Her family is very poor but Mei-Ju is very beautiful and very ambitious. She is sleek but a little plump; any spare food goes to her, to keep her beauty intact, for her family believe this is how she will save them. If she is lovely enough, a rich man will take her as wife or concubine, then, they pray, prosperity will flow to them, that emptiness will become fullness. This is their fervent hope in all the years of lack, all the years when the groans of their stomachs compete for attention, trying to out-do each other: My hunger is greater! No, mine! Oh, be silent. Mei-Ju thinks only of leaving the hovel, not of what her elevation will mean to her family. She believes that when she at last leaves, she will not look back.
Her skin is flawless, a pale yellow, like gold washed to take the harsh shine out of it. Her eyes are black stones surrounded by long lashes. She brushes her hair, which is ebony, a black waterfall and almost long enough to sit on. Usually, she makes her sister, Chen-Ju, hold the mirror for her, but Chen-Ju is out in the field and their father would not consent to having her play maid to her beautiful sister, not today when they need the harvest so badly.
Mei-Ju is spared physical labour—not least because her feet were broken and bound when she was very small; even then they could see how wondrous she would become, how her face would change their lives. Her feet had to be made to match. The concubine grandmother was the one to wield the large rock, to break the bones as her own had been and to bind the soft, crushed things tightly. Mei-Ju’s shoes are tiny and plain, but she dreams of one day wearing something precious, something silken and soft on her misshapen limbs. She cannot run, and walking is painful and slow (one reason why she likes to have her sister on hand), but she knows her golden lotus feet will help her totter to a place she longs to be.
“The robes are very rich, Master,” observes the apprentice. The golden dragons running up and down the fabric glare fiercely at him. Part of him regrets what
some may well see as waste.
“Of course, Li. This is for the Crown Prince. It can be nothing less than the best. The Empress would not have it otherwise.”
“Her son was away for a long time,” the boy hazards, aware the knowledge he gains here will help him navigate the treacherous paths of the Imperial Court. He is from a poor family, but Li is intelligent and enterprising.
“True. For five years the Empress could not do anything, but when her time came, when she finally drove out the usurper, she brought her son and heir back home.” Wei nods sagely, adjusts a sleeve. “Bring me the headdress, Li.”

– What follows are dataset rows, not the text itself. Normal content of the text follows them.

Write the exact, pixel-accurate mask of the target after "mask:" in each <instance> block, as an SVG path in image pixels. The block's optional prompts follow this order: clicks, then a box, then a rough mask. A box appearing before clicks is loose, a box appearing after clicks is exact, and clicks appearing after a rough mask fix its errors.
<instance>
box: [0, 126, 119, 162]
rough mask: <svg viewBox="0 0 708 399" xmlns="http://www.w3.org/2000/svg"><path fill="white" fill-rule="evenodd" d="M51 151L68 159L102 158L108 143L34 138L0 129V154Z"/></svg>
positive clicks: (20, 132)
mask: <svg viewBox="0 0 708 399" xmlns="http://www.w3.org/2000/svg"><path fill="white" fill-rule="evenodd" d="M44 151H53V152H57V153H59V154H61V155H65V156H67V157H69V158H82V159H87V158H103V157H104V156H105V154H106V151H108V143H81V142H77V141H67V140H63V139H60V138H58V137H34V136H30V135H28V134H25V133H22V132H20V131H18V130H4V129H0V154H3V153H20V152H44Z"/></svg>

Chen-Ju hates her sister. Her own face is flat and plain; they don’t look alike at all. Some days—all days, really—Chen-Ju would like to rake something sharp down Mei-Ju’s face. Not her nails—she has none, for they crack and split and tear to the quick from her arduous hours of manual labour. Something else, then: one of the engraved combs Mei-Ju uses in her hair, perhaps. The combs that belonged to the concubine grandmother. Yes, they would do the damage nicely.
Chen-Ju used them once, wound her own hair up and twisted it thus and thus. She made her eyes lose focus and her face seemed softer, almost pretty. She reached for a hope of beauty, her soul stretched out its fingers, almost had a grip on something she had never known; then Mei-Ju wandered in. She wasn’t angry—she laughed. She laughed so hard she fell over, tickled beyond words at the idea that her flat-faced sister might try to adorn herself, might try to find something lovely in her rough visage.
Clenching her fists, Chen-Ju had fought the urge to hit, fought the urge to disfigure. She, too, believed that the cost of a future would be paid in the currency of Mei-Ju’s face. It didn’t mean she hated her sister less, but it stayed her hand.